I chose to use the KonMari method on my closet, focusing on the clothes hanging both inside and outside of it. This is not the first time I have used this method– I have been using some form of the KonMari method over the years to tackle the constant accumulation of clothes whether in my closet or my dresser. This exercise was approached with some resistance as I felt like I was not ready to purge. I find myself periodically binging and purging on clothing. I did not feel like it was time to go through this process yet. However, for the sake of this exercise it had to be time.
Certain times I feel comforted by the abundant selection of clothes that I have. Clothing has been a means to express myself over the years. My shirts, pants, skirts, dresses, etc have allowed me to take on a chameleon form. Everyday of the week I have the opportunity to reveal different parts of my personality. I have been mindful and sometimes obsessive about what I am wearing because there is a large part of me that believes in the idea that clothing guides people’s interpretations of one another. I believe this attitude toward clothing is a byproduct of having four sisters- each with a completely different style. Throughout middle school and high school I was constantly face first in their closets looking, touching, and taking their clothes. Also I am fourth in line so clothing would also trickle down and I would be given massive amounts of hammy-downs. I started doing this biannual purge in the beginning of college. With minimal space in dorm rooms, I felt extremely overwhelmed by the amount of clothing I owned especially because I didn’t wear a lot of it. This clearing of clothes, in the beginning, just gave me more room to fill my closet back up until I reached that same point of angst. As I get older and continue this process though I refill less and less as clothing does not play as significant of a role in my life as it used to.

“Inhales”
Although I have been going through this process for a quite a while, I still seem to take away something new from the experience. This time it began with me noticing the shear amount of things that I have hanging outside of my closet. The outside of my closet is filled with hoodies, sweaters, scarves, jackets, towels. I had a hard time getting rid of these items especially during the winter months. These items are what get me through this season and with that bring me joy. Additionally, I find that i keep extras of these items just in

Inhales even deeper
case a friend is over and cold or wants to change into something else. Being able to provide that article of clothing for that person is meaningful to me and brings me satisfaction/joy.

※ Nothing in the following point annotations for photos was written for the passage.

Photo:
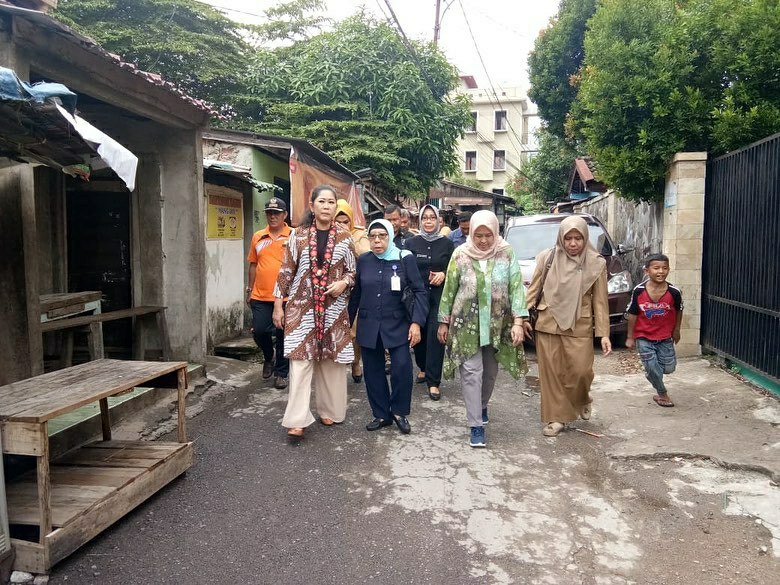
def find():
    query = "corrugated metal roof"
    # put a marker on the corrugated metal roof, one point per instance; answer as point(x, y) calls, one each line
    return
point(91, 46)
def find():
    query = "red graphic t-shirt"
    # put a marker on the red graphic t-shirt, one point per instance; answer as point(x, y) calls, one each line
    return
point(655, 319)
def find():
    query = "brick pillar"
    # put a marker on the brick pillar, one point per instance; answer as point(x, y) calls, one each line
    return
point(683, 240)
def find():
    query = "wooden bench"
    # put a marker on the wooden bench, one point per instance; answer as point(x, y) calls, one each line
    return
point(95, 336)
point(66, 502)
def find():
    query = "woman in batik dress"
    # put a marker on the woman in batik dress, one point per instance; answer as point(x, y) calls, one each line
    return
point(316, 277)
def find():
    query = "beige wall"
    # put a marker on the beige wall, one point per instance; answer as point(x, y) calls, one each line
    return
point(683, 239)
point(514, 141)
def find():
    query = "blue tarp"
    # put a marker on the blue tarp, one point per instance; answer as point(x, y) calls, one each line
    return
point(15, 90)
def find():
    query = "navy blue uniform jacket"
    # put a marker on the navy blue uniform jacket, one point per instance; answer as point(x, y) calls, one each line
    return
point(379, 309)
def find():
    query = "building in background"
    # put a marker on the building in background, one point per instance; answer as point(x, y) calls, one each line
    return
point(501, 136)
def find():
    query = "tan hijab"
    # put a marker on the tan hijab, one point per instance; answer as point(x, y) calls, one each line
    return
point(488, 219)
point(570, 277)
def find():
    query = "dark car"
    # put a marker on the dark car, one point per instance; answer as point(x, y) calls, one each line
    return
point(531, 234)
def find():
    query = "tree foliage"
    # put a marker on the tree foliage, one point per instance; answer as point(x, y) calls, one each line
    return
point(546, 176)
point(555, 62)
point(185, 41)
point(357, 91)
point(364, 97)
point(661, 77)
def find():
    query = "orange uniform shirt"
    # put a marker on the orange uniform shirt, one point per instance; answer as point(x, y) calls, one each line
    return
point(268, 254)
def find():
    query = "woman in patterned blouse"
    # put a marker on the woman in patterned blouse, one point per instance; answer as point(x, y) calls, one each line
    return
point(317, 275)
point(481, 317)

I was apprehensive to go through these items but, I had to be realistic–whether you have five sweaters or twenty, you can let a friend borrow a sweater and since that’s the case, I would rather I have only five. Also going through this process, both inside of the closet and out, I did not realize how many articles of clothing I completely forgot I owned. That sort of stupefied me and informed a new relationship to my objects–Only own the things you can recall/remember. I loved getting to interact with these items again and being reminded of the times I spent wearing them but realistically they were forgotten for a reason in many cases– something was too small, had a stain, doesn’t really match anything else, etc. That was a key indicator for the things I knew I needed to get rid of. Also another indicator is the “6 month rule” meaning that if I haven’t worn it in six months then it’s time to depart with it. (this is taking into consideration the seasons) The more I continue to narrow down the selection of clothes I have the more relaxed I feel I am finding. I feel much more transient and in touch with the style I want to portray at this current stage in my life. Now what is left is a big white bag filled of clothes that will either find their way into the homes of my friends or goodwill.
Exhales with joy

Exhales feeling accomplished
I love how you use words to indicate breathing as an aside. This emotional walk through of your closet and experience is full of suspense and desire. I think most of us can appreciate the heartache and fear of tasks like these. Thanks for bringing us through, and making it through those awful moments. Kudos on the bag of clothing!
I found it really interesting, and telling about your personality, that one of your reasons for accumulating your clothes was to be able to provide others with comfort. With that, I got a glimpse of your maternal side—a nice addition to a post that portrays you attempting something very challenging. Your revelation regarding your objects (that you should only keep those that are memorable) seems to me to be an indication that you could be on your way to moving past that accumulation-purge cycle you describe at the start of the post. Further, I think it’s great that you recognized that the amount of clothes you owned was a source of anxiety for you, and that after you had worked through them and purged, you felt noticeably more at peace and clear on how you want to present yourself. I hope those feelings stick with you!